Here, the trial court denied Appellees' request for attorney's fees. In its denial, the trial court inherently found that Sheriff Lopinto's position was substantially justified, despite the fact that it ruled against him. We decline to disturb the trial court's ruling.
DECREE
For the foregoing reasons, we affirm the judgment of the trial court. The parties are to each bear their costs for this appeal.
AFFIRMED
DISSENTS, IN PART, WITH REASONS
MOLAISON, J., DISSENTS, IN PART, WITH REASONS
I respectfully dissent from portion of the majority's opinion affirming the trial court's finding that MRI and CT scanning machines are immovable devices for the purpose of determining whether service contract charges for the repair of that equipment is taxable.
In Hitachi Med. Sys. Am., Inc. v. Bridges , 15-0658 (La. App. 1 Cir. 12/9/15), writ denied , 16-0042 (La. 2/26/16), 187 So.3d 1004, the First Circuit concluded that an MRI machine was not an immovable, based upon specific criteria. Among the considerations were the facts that "MRIs were not permanently attached to the building; were not plumbing, heating, cooling, electrical or other installations; and were not permanently attached so as to cause substantial damage to either the MRIs or building if removed."

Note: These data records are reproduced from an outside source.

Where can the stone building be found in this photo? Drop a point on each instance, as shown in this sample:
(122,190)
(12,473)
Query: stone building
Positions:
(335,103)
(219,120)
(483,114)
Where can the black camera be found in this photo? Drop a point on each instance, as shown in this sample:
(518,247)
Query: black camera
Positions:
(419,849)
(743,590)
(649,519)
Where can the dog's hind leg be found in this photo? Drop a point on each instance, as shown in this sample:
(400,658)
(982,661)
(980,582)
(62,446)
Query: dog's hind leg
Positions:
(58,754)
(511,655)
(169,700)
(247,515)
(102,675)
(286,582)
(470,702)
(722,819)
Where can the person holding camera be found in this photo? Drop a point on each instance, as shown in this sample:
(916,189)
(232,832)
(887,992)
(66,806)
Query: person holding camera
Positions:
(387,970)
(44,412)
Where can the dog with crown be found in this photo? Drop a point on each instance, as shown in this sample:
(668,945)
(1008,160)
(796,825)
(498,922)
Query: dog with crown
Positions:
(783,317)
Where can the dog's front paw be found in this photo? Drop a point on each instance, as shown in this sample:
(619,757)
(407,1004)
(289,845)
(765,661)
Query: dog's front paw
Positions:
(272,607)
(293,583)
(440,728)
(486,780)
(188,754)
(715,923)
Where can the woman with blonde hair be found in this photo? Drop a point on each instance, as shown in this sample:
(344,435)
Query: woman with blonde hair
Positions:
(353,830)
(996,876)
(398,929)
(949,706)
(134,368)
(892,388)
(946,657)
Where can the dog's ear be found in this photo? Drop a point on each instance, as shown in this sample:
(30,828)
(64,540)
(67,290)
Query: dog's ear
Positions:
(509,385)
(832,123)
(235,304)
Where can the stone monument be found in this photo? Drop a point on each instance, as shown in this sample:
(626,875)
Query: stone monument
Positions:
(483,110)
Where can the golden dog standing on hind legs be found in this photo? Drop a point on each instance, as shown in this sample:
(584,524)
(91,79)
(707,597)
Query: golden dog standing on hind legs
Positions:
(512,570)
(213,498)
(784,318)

In the instant matter, the record demonstrates that the equipment at issue meets the same criteria detailed in Hitachi, supra . Testimony at trial established that nearly all of the various components of the MRI and CT setups could be disassembled without damage and then re-sold. In instances where parts of the rooms housing the units needed to be opened to remove equipment, plans to accomplish this were included when the rooms were constructed. This supports the conclusion that the units were not permanently affixed to the hospital buildings. I do not find, as suggested by the majority, that Hitachi is distinguishable on its facts.
Accordingly, I would reverse the trial court's ruling that West Jeff MRI, LLC and West Jeff CT Scan, LLC were entitled to a refund for taxes paid on services to those systems.
In all other respects, I join in the majority opinion in affirming the trial court's judgment.